Tips for negotiating your path to a richer life


Negotiation is an important personal finance skill that can help you earn more and pay less. Whether you’re discussing a job offer, chatting at a car dealership, or just trying to budget with your partner, the ability to negotiate effectively can have a huge impact.

You don’t have to be a jerk to be persuasive. The best negotiating tactics win both sides, says Kwame Christian, host of the “Negotiate Anything” podcast and director of the American Negotiation Institute. Conflicting approaches – arguing, harassing or pushing in its own way – make others defensive and less willing to come to an agreement, Christian says.

Negotiate salaries

Most managers expect candidates to negotiate their salaries, but many people don’t even try when offered a job, according to surveys from Robert Half, a human resources consulting firm.

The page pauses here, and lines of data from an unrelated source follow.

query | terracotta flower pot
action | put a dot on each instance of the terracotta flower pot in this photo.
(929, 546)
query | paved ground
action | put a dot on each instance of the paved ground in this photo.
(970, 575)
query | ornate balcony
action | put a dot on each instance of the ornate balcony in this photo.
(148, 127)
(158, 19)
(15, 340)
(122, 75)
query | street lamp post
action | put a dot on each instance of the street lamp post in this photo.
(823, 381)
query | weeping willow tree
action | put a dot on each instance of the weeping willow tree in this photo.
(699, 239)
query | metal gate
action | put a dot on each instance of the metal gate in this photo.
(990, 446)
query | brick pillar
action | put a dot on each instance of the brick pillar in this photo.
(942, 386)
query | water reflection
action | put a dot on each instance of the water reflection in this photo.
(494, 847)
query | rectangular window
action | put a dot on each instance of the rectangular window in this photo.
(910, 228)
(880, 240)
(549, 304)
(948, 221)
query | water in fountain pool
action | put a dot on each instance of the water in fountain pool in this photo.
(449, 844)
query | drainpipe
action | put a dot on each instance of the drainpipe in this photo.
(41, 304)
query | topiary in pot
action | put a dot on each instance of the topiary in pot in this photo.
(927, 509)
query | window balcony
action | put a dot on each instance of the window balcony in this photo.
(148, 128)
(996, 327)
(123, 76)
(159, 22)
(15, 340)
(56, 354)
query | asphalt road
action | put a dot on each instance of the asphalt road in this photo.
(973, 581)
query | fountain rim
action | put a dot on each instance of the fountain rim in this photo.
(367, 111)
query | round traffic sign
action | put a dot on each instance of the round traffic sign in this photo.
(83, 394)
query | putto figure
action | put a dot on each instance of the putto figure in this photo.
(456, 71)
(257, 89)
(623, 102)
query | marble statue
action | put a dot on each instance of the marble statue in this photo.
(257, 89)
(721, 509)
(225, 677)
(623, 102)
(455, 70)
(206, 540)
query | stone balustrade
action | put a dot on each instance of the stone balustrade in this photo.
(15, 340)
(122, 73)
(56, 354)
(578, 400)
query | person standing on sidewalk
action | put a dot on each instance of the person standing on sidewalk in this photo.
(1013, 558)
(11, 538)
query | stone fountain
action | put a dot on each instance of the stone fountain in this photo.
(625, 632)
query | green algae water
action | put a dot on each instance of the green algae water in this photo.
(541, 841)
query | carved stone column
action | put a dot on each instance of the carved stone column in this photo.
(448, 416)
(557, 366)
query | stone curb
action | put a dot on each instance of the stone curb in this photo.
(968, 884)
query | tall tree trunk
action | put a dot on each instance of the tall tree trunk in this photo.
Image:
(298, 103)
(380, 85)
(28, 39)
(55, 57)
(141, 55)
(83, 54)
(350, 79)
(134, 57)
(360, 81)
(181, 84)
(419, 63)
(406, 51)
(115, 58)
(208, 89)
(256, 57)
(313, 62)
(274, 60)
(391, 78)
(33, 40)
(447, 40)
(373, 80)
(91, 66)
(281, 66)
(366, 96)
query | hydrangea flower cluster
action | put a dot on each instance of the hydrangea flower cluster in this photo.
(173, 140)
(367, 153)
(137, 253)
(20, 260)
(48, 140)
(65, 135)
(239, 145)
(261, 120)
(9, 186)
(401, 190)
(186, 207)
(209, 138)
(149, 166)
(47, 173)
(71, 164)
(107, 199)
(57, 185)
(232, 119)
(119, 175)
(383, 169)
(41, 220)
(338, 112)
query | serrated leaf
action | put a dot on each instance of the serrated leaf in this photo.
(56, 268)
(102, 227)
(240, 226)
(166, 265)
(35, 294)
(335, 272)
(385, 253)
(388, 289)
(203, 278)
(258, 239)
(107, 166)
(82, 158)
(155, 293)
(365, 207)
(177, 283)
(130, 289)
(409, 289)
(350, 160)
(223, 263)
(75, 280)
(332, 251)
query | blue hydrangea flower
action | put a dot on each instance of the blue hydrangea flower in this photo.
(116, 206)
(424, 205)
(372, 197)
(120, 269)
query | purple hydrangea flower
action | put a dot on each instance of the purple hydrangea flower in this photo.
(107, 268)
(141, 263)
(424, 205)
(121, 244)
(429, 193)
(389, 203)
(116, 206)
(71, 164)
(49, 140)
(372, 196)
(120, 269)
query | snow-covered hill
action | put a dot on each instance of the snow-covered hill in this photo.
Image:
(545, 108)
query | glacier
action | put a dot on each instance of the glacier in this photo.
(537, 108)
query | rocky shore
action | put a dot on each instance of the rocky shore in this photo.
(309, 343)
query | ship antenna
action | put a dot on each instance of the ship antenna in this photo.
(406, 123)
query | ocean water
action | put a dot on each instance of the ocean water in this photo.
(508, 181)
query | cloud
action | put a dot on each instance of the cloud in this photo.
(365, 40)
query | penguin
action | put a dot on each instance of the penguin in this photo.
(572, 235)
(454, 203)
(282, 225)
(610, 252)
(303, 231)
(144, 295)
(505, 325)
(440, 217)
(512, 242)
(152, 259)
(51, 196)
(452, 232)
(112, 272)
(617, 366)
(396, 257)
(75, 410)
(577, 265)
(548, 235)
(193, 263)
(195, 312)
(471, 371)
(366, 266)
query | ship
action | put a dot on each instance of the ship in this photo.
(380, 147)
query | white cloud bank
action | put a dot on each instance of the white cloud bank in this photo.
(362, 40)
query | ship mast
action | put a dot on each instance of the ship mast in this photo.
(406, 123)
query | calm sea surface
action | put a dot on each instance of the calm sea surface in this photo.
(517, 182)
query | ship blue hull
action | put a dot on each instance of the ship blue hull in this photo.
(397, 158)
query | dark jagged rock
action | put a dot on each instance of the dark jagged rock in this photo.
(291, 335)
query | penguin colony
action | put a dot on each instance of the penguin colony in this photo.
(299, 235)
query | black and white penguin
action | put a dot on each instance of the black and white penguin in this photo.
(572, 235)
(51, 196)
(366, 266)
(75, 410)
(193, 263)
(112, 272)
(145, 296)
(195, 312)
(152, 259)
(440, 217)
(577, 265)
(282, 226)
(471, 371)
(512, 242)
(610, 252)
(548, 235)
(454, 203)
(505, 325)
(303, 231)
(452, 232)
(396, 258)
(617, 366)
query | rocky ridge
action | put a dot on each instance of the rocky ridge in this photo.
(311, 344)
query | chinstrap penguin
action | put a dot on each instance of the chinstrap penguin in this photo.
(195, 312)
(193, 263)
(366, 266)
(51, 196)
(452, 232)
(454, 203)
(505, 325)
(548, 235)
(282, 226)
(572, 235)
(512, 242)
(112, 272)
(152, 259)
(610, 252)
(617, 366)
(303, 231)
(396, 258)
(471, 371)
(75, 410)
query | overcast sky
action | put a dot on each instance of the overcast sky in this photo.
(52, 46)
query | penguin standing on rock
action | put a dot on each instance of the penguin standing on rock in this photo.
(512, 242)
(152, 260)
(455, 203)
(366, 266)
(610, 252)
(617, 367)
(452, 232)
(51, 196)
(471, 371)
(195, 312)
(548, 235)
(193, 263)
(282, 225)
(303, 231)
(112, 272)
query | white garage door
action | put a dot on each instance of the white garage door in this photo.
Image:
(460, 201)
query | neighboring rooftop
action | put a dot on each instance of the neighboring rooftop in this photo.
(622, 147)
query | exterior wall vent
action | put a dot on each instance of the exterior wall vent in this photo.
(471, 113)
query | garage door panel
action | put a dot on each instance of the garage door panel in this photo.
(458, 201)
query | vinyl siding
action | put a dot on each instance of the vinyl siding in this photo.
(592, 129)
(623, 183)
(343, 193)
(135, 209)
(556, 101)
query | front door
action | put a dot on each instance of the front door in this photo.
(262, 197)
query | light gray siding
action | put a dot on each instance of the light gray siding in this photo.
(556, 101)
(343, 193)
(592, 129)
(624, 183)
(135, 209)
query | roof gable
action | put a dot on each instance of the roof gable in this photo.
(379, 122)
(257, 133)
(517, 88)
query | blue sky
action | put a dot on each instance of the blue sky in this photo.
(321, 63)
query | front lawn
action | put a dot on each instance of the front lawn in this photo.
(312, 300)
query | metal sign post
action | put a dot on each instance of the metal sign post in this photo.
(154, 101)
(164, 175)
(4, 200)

You can prepare for your negotiation by checking salary scales from the United States Bureau of Labor Statistics, salary comparison sites such as Payscale or Salary.com, company review sites such as Glassdoor, or salary guides from Robert Half.

“People make the mistake of not preparing enough, and that’s one of the best things you can do to be effective in a negotiation,” says Christian.

Good negotiators also write a strategic plan that outlines what they want and how they intend to ask for it, along with a list of good alternatives, he says.

In general, the person with more information should make the first offer because that is the “anchor” around which the discussion will revolve, Christian says. Wait for the person hiring you to name a number so that you don’t inadvertently ask for too much or too little. (If you’re negotiating a raise for a job you already have, you probably have as much information as your manager and can be the first to name a dollar amount, he says.)

Adjust the salary before moving on to other forms of compensation, like a flexible work schedule, a new title, the ability to work remotely and paid time off, he recommends.

“If you start with the creative options, they might feel like they’ve given you enough,” says Christian.

To buy a car

In most negotiations, you’ll want to maintain a good relationship with the other person. Buying a car, however, is usually a “purely transactional” interaction so you can negotiate harder, says Christian.

Research the car you want thoroughly before you head to the dealership. Look up the price charged on car comparison sites like Edmunds.com and ask several dealers to give you their best price on the car.

“Find the lowest price comparison, then use that as a starting offer,” Christian recommends.

Knowing your bottom line – the maximum you want to spend on the vehicle – is especially important because dealerships will often prolong the negotiation process to exhaust you and make you pay more, notes Christian.

“I need to know very clearly where my starting point is,” says Christian. “And it seems so obvious, but people don’t do that.”

Budgeting with your partner

A recent Fidelity Investments survey found that couples who communicate well are more likely to expect a comfortable lifestyle in retirement, rate their household financial health as excellent or very good, and say that money is no isn’t their biggest relationship challenge.

But communicating well about money is difficult, because “money is emotional,” says Christian. He recommends calming these emotions by acknowledging and validating them, then asking your partner open-ended questions about why they’re feeling what they’re feeling.

He cites the experience of starting his own business, when his wife was upset by the amount they were spending. Christian was brought up in a well-to-do family and didn’t care much about money, while his wife was raised by a single mother and experienced episodes of homelessness.

“Money is its survival,” says Christian.

Rather than neglecting his experience or arguing, Christian says he asked a lot of questions and recognized that his emotions made sense, given his past.

“If you just go to problem solving, the person doesn’t feel validated,” Christian says. “The emotional problem is still there.”

It was only after summing up the wishes of each partner that the couple began to negotiate an outcome to meet both needs: the goal here is to make sure that we have a certain amount of money in the bank account. . How do you reconcile these two things? ‘”

Skipping any of these steps – or trying to have these talks when you’re tired or anxious about other things – risks alienating your partner and making things worse.

“If you are very emotional, the first thing you want to say is probably the wrong thing to say,” Christian says.